Frontispiece to ‘Pyrotechnica Loyalana, Ignatian Fireplace-Works’ (1667), British Museum 1868,0808.13197, © The Trustees of the British Museum. [Licensed under Creative Commons 4.0]

Within the etching above, Hubert exchanges a hand grenade with a Jesuit priest labelled “Pa.H”. It has been recommended that this will discuss with Harcourt, a notable Jesuit priest who would later be arrested and dedicated to Newgate Jail on the cost of complicity within the fictitious Titus Oates plot to kill the king.
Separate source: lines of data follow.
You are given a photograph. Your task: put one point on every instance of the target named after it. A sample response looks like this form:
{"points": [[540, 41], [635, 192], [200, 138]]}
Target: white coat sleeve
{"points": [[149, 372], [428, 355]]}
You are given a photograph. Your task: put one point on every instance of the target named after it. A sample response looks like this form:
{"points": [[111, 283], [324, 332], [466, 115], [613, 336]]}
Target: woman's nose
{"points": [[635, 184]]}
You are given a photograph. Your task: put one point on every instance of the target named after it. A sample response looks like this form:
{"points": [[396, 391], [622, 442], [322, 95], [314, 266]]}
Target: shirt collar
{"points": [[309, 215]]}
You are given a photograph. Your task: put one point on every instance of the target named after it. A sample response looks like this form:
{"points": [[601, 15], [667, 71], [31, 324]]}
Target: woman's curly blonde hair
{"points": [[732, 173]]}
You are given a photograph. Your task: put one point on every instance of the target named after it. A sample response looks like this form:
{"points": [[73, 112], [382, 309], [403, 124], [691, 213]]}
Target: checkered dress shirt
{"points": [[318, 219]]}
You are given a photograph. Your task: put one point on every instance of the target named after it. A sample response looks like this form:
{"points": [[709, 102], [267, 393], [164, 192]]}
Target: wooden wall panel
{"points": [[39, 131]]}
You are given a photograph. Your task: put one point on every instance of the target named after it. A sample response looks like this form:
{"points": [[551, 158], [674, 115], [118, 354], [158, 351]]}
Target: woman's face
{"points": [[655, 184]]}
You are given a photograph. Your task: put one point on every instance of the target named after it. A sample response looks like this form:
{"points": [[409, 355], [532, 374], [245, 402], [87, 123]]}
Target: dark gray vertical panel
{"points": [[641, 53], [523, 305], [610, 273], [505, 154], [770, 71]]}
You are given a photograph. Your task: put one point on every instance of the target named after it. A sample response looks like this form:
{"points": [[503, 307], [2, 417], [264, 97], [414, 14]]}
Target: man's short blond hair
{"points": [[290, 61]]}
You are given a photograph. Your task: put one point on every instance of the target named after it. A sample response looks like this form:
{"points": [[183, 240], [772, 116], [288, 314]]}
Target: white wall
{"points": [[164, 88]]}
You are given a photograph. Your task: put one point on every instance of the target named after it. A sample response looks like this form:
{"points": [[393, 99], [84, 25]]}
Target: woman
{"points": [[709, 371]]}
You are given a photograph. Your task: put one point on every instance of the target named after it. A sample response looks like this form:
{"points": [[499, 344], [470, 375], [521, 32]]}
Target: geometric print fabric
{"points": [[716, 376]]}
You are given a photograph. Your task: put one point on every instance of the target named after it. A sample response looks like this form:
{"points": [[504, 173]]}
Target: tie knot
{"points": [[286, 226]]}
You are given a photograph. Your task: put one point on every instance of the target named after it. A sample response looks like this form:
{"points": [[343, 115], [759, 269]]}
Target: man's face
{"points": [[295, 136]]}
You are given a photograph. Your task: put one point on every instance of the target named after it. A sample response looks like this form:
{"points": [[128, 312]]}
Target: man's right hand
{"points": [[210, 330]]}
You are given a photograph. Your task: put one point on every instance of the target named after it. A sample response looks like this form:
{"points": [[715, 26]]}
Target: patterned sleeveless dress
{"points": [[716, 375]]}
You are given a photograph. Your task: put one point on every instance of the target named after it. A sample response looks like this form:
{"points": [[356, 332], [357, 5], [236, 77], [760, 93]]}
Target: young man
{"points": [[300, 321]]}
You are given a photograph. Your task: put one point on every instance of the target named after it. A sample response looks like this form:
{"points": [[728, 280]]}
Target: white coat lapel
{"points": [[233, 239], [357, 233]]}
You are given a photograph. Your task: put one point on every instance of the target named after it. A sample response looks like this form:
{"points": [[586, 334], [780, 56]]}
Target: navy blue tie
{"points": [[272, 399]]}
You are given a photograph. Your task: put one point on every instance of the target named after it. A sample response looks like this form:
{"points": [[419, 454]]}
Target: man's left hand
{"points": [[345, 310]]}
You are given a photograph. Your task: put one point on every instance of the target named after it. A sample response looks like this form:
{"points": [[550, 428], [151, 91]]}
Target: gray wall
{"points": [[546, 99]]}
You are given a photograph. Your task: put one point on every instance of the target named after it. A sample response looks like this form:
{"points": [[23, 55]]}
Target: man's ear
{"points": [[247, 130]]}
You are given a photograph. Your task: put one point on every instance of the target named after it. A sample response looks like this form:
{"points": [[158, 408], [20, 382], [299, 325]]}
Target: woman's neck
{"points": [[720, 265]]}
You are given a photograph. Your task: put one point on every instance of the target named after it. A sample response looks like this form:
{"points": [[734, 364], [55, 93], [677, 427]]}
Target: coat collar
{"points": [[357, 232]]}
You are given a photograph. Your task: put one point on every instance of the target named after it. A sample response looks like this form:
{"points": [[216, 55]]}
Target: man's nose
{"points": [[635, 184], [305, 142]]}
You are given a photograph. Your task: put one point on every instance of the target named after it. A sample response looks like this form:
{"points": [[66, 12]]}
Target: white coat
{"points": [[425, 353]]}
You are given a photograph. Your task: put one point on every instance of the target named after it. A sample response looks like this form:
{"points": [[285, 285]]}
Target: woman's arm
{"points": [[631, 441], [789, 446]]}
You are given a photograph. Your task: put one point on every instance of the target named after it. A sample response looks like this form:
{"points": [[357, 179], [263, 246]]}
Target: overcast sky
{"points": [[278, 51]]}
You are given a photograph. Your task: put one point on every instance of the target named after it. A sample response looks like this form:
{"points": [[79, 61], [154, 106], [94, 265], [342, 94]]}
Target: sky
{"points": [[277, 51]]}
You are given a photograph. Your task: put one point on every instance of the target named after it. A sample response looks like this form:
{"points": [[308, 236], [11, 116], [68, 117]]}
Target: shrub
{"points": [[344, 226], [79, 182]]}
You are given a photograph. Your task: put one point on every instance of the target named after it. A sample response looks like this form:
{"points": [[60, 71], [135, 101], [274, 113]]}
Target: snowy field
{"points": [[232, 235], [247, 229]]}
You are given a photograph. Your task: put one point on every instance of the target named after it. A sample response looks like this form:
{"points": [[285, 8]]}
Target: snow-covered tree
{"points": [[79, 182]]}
A gallows is depicted behind the pair, indicative of Hubert’s destiny.

Though Hubert’s confession was fraught with contradictions and the authorities largely accepted that the hearth was an accident, Hubert had confessed to the crime and was subsequently hanged at Tyburn on October 27, 1666. Hubert’s motives for confessing stay as mysterious at the moment as they have been to the authorities current at his trial, though there may be some proof to counsel that the younger man was affected by psychological sickness.

A number of witnesses remarked on Hubert’s mind-set throughout his trial, and it was Lord Chancellor Clarendon’s opinion that he was a “poor distracted wretch, weary of his life, and selected to half with it this fashion”.

This text first appeared on the British Library’s Untold Lives weblog.